Lightwave Technology

Chapter 9 - WDM Systems

Chapter 9


WDM Systems

Chapter 8 focused on single-channel systems operating at 40 Gb/s or more through electrical and optical TDM. As discussed in Chapter 1, channels can also be multiplexed in the spectral domain through frequency-division multiplexing (FDM). Indeed, this technique is routinely used for radio waves and microwaves. Its extension to optical domain permits, in principle, the capacity of lightwave systems to exceed 10 Tb/s because of a large frequency associated with the optical carrier. Since the implementation of FDM in the optical domain requires multiple transmitters operating at different wavelengths, optical FDM is known as wavelength-division multiplexing (WDM). The WDM technique was first used in the 1980s when the capacity of existing fiber links operating at 1.3µmwas doubled by adding another channel operating near 1.55 µm.
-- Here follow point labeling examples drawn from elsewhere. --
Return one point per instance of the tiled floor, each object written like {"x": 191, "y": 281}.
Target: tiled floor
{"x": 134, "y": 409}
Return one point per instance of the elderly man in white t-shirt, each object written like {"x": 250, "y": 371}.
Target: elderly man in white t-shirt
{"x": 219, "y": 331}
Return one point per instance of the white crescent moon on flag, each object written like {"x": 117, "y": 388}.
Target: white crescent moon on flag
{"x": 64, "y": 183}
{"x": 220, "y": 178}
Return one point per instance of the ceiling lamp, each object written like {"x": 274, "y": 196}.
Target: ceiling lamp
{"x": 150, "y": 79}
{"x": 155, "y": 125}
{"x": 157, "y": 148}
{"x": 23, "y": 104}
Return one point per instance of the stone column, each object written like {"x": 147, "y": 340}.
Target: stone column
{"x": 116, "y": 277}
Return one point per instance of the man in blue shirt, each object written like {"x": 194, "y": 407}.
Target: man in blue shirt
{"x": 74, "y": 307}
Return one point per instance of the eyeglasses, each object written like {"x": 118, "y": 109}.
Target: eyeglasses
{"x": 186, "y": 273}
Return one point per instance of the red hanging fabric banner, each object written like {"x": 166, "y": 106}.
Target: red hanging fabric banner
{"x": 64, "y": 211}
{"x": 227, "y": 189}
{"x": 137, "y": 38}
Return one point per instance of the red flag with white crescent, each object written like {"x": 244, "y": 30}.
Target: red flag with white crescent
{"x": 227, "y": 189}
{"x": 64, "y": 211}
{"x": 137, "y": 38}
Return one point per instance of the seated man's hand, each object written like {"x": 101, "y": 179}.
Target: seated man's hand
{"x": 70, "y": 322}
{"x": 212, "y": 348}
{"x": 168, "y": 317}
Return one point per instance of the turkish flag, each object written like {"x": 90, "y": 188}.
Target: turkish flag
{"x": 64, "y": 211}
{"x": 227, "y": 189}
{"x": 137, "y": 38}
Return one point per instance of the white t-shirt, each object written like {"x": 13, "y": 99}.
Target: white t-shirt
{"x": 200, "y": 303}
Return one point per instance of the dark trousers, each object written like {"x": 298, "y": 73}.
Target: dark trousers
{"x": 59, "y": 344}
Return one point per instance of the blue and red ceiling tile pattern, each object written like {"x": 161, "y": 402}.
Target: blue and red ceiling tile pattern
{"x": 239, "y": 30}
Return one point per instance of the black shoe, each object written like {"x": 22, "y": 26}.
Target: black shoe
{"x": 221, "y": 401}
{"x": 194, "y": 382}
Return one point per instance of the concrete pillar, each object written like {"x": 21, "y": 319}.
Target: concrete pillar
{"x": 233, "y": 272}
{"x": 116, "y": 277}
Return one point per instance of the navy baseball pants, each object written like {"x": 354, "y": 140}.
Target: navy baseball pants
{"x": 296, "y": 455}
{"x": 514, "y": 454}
However, it was only after 1995 that WDM was used to transmit over the same fiber hundreds of optical channels in the 1.55-µm spectral region and to realize system capacities beyond 1 Tb/s. The design of such systems requires attention to many details related to the generation and propagation of multiple bit streams overlapping in the time domain. More specifically, interchannel nonlinear effects must be controlled to ensure that they do not limit system performance.

In this chapter the basic WDM scheme and related concepts are discussed first in Section 9.1. Section 9.2 is devoted to the linear mechanisms that can produce interchannel crosstalk. Sections 9.3 and 9.4 focus on several nonlinear mechanisms that cause crosstalk through interactions of bit streams in neighboring channels. Section 9.5 is devoted to various techniques that can be employed to reduce nonlinear crosstalk. The major design issues such as spectral efficiency are addressed in Section 9.6.